The European Commission is about to honour once more its title as ‘Guardian of the Treaties’. This fundamental Commission’s mandate obliges the EU’s executive to always promote more rather than less Union. In this respect after the French President Francois Hollande and the German Chancellor Angela Merkel agreed in Paris last week, to support a loose banking union with a dispersed in 17 Eurozone capitals the bank resolution mechanism, the Commission is about to come up with a new proposal to undertake itself this role. In this way Brussels will safeguard the central and effective character of the resolution authority.
Around this key issue there are now two well-formed camps. On the one side Germany and its close followers back a loose banking union, now supported half-heartedly by France. On the other side of the fence are firmly placed the European Central Bank and the Commission. ECB says that a banking union without a central and strong bank resolution authority cannot act as catalyst in transmitting effectively its monetary policies for cheap borrowing to all the 17 member states. In view of this the ECB has opposed Berlin’s proposal for an ineffective and dangerously decentralised bank resolution mechanism.
The Commission
In this affair the European Commission is the most fervent supporter of a strong banking union with a central bank resolution mechanism. Michel Barnier, Member of the European Commission in charge of Internal Market and Services has been supporting this option from the very beginning. According to information carried by major news agencies, he is expected today to submit to the College of Commissioners a new proposal bestowing to the EU’s executive the task of resolving and recovering failing banks.

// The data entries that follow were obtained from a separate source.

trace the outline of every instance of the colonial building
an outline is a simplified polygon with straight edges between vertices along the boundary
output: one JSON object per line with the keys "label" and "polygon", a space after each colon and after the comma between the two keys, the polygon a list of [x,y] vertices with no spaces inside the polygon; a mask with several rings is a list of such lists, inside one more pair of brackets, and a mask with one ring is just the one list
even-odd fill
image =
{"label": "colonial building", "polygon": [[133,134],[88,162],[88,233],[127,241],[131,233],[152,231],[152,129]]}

The Commission has proved its abilities in this field on the occasion of the recent incident of the resolution and recovery of two Cypriot banks. In a paper entitled, “A new Financial System for Europe”, Barnier has described in detail his proposal for a central Single Resolution Mechanism for failing banks. This proposal is termed as a pending one by Barnier, probably to be presented today in the College. The Commissioner states that “in addition to the regulatory and supervisory framework applicable in the whole EU, the shared responsibilities and cross-border links within the euro area require specific measures to sustain confidence in the single currency. In particular, a banking union is necessary to break the harmful connections between sovereign debt markets and banks”.
In its long-term planning of the Banking Union and safeguard the euro, the Commission states that the deeper finacial integration is compulsory and of existential importance for the euro area. It should be built on a single rule book of crisis prevention, management and resolution and deposits guarantees for all banks. Given this, it is more than certain that the Commission will not forfeit its long-term planning for an opportunistic agreement between France and Germany.
The Commission’s proposal on recovery and resolution tools for banks in crisis is a key pillar of the new financial regulatory framework that refers to all banks of the European Union. On top of that the practice to make taxpayers pay for the failing banks is self destructive and doesn’t offer a viable solution for the future of the euro area. In view of that the Commission wants to make sure that the taxpayer does not always end up bailing out banks. To avoid this Barnier proposes a common framework of rules and powers to deal with banks in difficulty to be set up by 2015 or earlier. Repeated bailouts of banks have increased public debt and imposed a very heavy burden on government budgets. The euro area cannot survive like that and the Commission is there to see that this is avoided.